Une augmentation des ventes de la production « verte » pourrait créer 49 000 emplois.

Une augmentation des ventes de la production "verte" pourrait créer 49 000 emplois.

La Nova SBE, soutenue par Rega Energy, affirme que « la certification environnementale constitue le mécanisme de conversion qui permet de transformer les coûts de décarbonisation en avantage compétitif mesurable ».

Selon l’étude, « il existe une disposition à payer réelle et documentée », avec des « produits certifiés obtenant des primes de prix entre 5% et 17%, comme le démontrent de multiples études ».

Ainsi, « l’impact macroéconomique de la production verte dans les secteurs faisant partie du CELE [Commerce Européen de Licence d’Émission] est substantiel », indiquant qu’une « augmentation de 25% des ventes des secteurs analysés générerait 9.611 millions d’euros de PIB additionnel (soit 0,8% du PIB), et environ 49.000 emplois (soit 1% de l’emploi) ».

De plus, l’étude portant sur ces secteurs, notamment les produits minéraux non métalliques, les produits chimiques et fibres synthétiques, et les industries métallurgiques de base, conclut que les recettes fiscales dans le même scénario (augmentation de 25% des ventes) pourraient atteindre 647 millions d’euros.

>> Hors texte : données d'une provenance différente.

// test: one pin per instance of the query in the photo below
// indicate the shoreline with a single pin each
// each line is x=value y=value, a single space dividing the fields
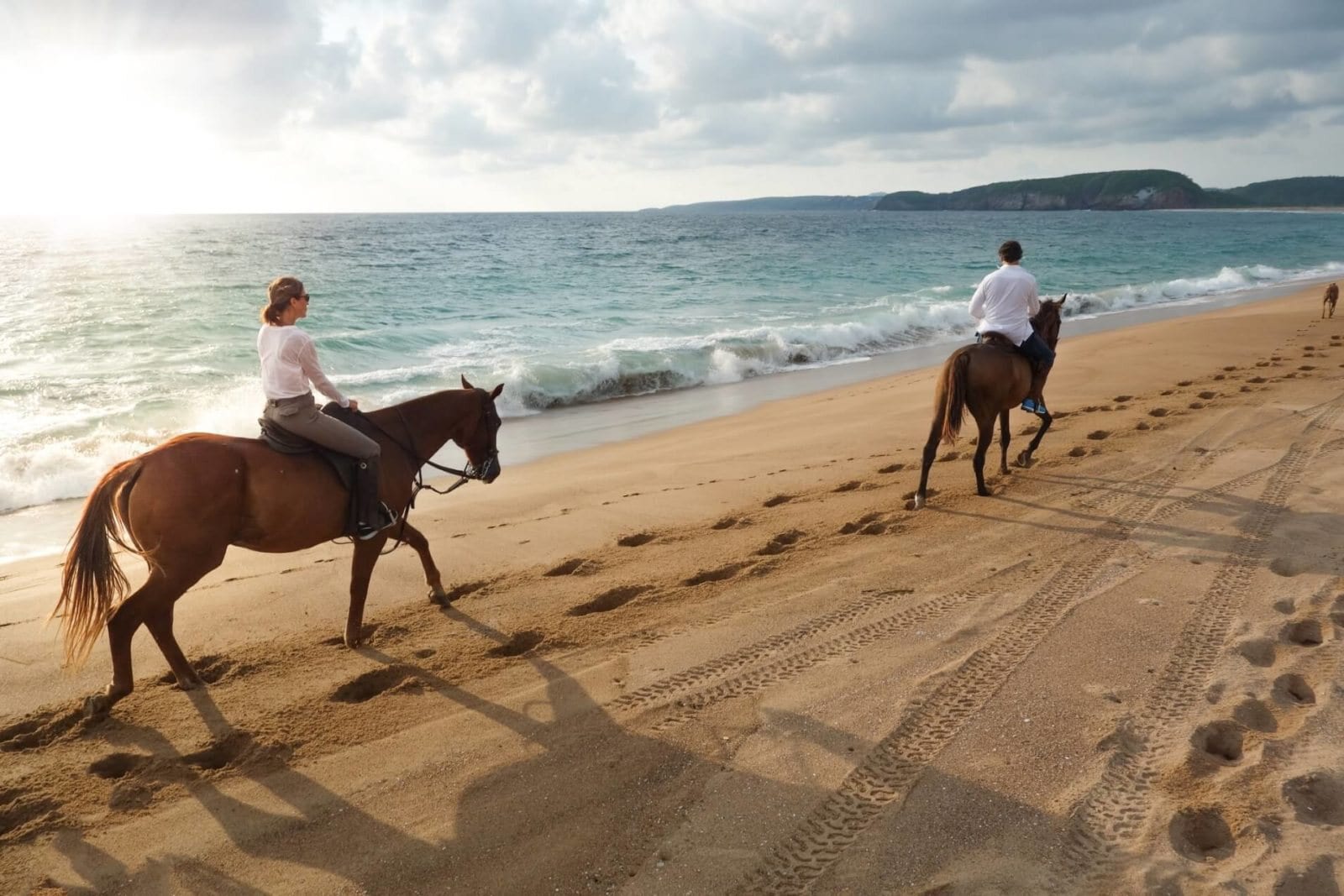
x=46 y=528
x=711 y=640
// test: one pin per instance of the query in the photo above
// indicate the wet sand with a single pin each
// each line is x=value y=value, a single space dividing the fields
x=726 y=658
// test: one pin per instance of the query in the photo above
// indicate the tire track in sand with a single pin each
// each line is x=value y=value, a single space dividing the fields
x=886 y=774
x=1117 y=808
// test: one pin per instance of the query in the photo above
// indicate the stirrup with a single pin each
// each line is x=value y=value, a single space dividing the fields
x=386 y=519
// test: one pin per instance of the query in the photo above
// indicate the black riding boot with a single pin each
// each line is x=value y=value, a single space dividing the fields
x=371 y=515
x=1038 y=385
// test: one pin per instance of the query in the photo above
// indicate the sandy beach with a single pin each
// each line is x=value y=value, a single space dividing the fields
x=729 y=658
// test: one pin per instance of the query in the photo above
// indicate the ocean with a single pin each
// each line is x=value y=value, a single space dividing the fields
x=116 y=335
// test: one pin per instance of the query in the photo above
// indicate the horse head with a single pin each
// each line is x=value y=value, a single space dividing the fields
x=476 y=434
x=1046 y=322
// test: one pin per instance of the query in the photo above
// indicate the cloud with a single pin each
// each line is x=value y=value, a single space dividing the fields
x=504 y=85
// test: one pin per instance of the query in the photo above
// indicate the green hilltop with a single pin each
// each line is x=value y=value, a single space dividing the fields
x=1140 y=190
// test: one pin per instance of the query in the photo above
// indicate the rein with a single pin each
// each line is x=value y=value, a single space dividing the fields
x=420 y=484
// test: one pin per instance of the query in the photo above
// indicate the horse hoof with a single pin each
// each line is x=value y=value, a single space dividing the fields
x=97 y=705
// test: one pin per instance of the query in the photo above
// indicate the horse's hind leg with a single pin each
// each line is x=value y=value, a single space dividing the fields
x=987 y=434
x=1025 y=458
x=160 y=626
x=147 y=605
x=1005 y=438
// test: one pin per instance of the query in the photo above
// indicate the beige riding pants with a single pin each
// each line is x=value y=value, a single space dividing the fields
x=302 y=417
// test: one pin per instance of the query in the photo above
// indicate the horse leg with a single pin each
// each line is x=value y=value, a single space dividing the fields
x=160 y=626
x=418 y=543
x=1025 y=458
x=931 y=450
x=360 y=571
x=987 y=434
x=1005 y=438
x=147 y=605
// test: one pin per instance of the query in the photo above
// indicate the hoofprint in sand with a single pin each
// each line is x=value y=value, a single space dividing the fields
x=727 y=658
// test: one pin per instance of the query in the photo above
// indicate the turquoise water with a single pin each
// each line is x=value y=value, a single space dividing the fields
x=116 y=335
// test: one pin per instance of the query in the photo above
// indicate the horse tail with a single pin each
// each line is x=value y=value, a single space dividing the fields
x=952 y=394
x=92 y=584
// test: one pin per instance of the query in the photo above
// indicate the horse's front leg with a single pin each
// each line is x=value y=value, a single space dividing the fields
x=414 y=537
x=360 y=571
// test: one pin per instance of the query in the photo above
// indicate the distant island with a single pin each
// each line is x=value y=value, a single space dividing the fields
x=1144 y=190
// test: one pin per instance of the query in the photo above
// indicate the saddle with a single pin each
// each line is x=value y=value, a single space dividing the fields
x=344 y=465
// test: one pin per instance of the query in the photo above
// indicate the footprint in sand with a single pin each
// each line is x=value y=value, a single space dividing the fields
x=1258 y=652
x=635 y=540
x=1294 y=689
x=1304 y=633
x=370 y=684
x=1254 y=715
x=1220 y=741
x=1317 y=799
x=867 y=524
x=1202 y=835
x=577 y=566
x=118 y=765
x=609 y=600
x=517 y=645
x=717 y=575
x=781 y=543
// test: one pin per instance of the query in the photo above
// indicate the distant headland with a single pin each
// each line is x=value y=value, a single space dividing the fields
x=1144 y=190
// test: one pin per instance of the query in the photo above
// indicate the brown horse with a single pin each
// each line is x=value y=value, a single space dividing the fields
x=990 y=382
x=181 y=504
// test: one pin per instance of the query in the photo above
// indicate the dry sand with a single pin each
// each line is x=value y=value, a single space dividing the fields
x=727 y=658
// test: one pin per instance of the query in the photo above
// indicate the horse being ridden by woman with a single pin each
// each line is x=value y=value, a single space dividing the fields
x=181 y=504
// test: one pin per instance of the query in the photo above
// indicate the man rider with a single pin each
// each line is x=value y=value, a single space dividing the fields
x=1005 y=302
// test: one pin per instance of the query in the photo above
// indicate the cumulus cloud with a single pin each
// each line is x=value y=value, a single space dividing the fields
x=510 y=83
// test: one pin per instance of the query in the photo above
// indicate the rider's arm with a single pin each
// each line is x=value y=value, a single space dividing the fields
x=313 y=371
x=978 y=302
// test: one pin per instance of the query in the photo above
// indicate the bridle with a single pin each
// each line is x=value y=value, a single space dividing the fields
x=488 y=469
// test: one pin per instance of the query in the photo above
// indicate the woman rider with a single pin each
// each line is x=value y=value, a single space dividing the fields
x=288 y=365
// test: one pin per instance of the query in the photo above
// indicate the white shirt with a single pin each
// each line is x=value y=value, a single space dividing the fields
x=1005 y=302
x=289 y=363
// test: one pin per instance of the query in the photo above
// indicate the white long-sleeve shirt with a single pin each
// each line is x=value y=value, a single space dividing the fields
x=289 y=363
x=1005 y=302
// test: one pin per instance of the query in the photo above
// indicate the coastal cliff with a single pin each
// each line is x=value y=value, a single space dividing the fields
x=1142 y=190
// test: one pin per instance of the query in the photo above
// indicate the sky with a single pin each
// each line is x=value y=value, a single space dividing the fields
x=175 y=107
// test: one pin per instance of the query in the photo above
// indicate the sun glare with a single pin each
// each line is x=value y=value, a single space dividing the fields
x=89 y=136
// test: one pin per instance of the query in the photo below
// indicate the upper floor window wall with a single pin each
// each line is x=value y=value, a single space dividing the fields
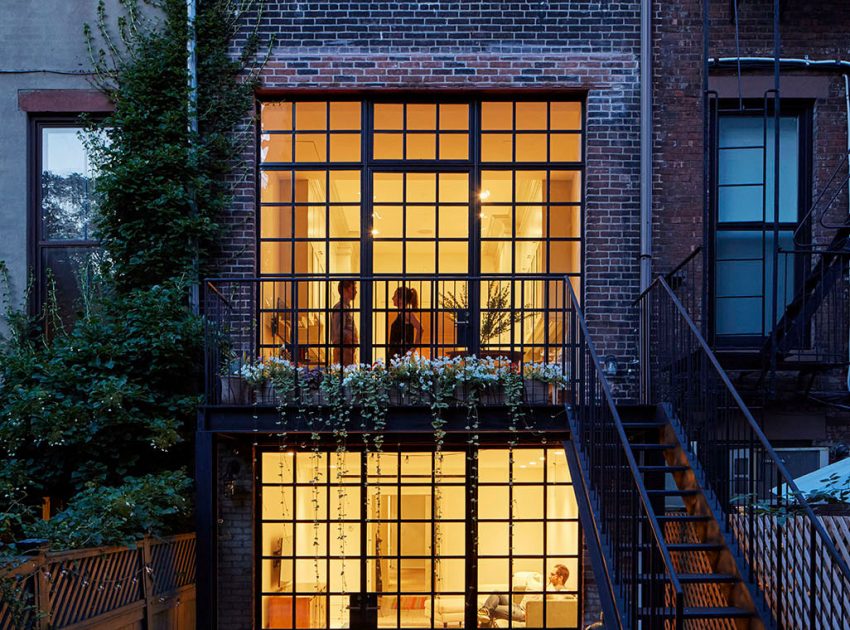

D’après le document, le Portugal « dispose d’avantages structurels » dans ce domaine, comme « la matrice énergétique renouvelable compétitive, la main-d’œuvre qualifiée, le système de Garanties d’Origine et la marque Portugal », qui « positionnent le pays pour capturer de la valeur dans cette transition ».

« La certification environnementale constitue le mécanisme qui convertit les coûts de décarbonisation en avantage compétitif, avec création de valeur partagée », lit-on dans l’étude, qui souligne également la « croissance économique et les recettes fiscales pour l’État », ainsi que des primes de prix et une différenciation pour l’industrie et une information crédible pour les consommateurs.

L’étude recommande également à l’industrie portugaise d’assumer « un rôle actif dans la création d’un label national — ‘Made in Portugal, Made Sustainable' » pour l’accès à « des espaces différenciés de la distribution où les consommateurs cherchent et paient pour des produits durables ».